Parents presented a petition with more than 200 signatures to the District 65 board of education Monday, asking the board to hire an assistant principal at Bessie Rhodes Magnet School.
After current Principal Adrian Harries Jr. announced he would resign last week following two years at Bessie Rhodes, parents say they are concerned about leadership at the school. Although the district appointed an interim principal on Monday, parents believe that an assistant principal is also necessary to retain current teachers and future principals.
Speaking to the board of education, parent Jennifer Phillips said the news of Harries’ departure spurred parents to action.
“We asked ourselves a question: what does it take to succeed? What does it take to have a principal that wants to make a permanent second home in our community?” Phillips said.
Counting the 2012-2013 school year, Bessie Rhodes will have had four different principals in five years.
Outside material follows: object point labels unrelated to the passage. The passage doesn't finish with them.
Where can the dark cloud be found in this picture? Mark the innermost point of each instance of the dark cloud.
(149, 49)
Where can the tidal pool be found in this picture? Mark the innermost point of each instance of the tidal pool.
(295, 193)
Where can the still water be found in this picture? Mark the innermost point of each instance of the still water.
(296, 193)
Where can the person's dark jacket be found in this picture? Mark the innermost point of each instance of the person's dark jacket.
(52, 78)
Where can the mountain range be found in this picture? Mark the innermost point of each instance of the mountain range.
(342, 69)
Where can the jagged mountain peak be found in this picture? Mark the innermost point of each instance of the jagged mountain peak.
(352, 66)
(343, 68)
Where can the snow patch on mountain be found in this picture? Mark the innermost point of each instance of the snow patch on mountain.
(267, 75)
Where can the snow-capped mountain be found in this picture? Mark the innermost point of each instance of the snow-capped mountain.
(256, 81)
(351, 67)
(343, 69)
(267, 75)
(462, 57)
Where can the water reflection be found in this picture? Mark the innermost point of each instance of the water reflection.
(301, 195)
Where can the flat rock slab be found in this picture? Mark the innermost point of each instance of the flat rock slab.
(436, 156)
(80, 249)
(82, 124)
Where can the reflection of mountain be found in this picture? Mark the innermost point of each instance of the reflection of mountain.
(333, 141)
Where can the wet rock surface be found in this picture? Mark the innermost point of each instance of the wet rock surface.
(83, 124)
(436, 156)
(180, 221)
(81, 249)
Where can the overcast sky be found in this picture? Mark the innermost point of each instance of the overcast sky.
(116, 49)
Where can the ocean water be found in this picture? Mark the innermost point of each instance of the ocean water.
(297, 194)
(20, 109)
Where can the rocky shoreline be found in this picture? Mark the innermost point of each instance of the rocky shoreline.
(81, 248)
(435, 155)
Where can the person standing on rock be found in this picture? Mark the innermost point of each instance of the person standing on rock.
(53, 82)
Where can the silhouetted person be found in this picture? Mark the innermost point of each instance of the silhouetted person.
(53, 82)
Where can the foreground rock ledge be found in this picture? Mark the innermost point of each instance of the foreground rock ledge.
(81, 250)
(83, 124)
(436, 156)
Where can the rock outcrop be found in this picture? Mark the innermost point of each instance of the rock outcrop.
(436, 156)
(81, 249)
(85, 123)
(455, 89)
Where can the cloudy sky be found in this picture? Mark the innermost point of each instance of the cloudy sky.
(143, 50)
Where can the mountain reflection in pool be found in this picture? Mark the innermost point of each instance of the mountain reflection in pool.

Harries took the reins from interim principal Jason Ewing, who helmed the school for one year after Pat Mitchell retired in 2009, following a decade at Bessie Rhodes.
“We don’t want to see any backsliding,” parent Victoria Vye told the board of education Monday. “We believe an assistant principal is imperative.”
Housing students in kindergarten through eighth grade, Bessie Rhodes is the only District 65 school that enrolls middle school students but does not have an assistant principal. It is also one of the smaller schools in the district, with two classes of 20 students per grade and about 350 students overall. But parents say its size should not prevent it from having an assistant principal.
“The size of the school is irrelevant,” the petition reads. “The demands on a K-8 principal encompass the full slate of responsibilities of a K-5 and a middle school principal.”
According to Vye, other District 65 schools have a 1.26 principal figure to student ratio, while Rhodes has a 1.35 principal to student ratio.
“As parents, we believe a K-8 school requires more than an exceptional principal,” Vye said. “We don’t want to see teachers leaving.”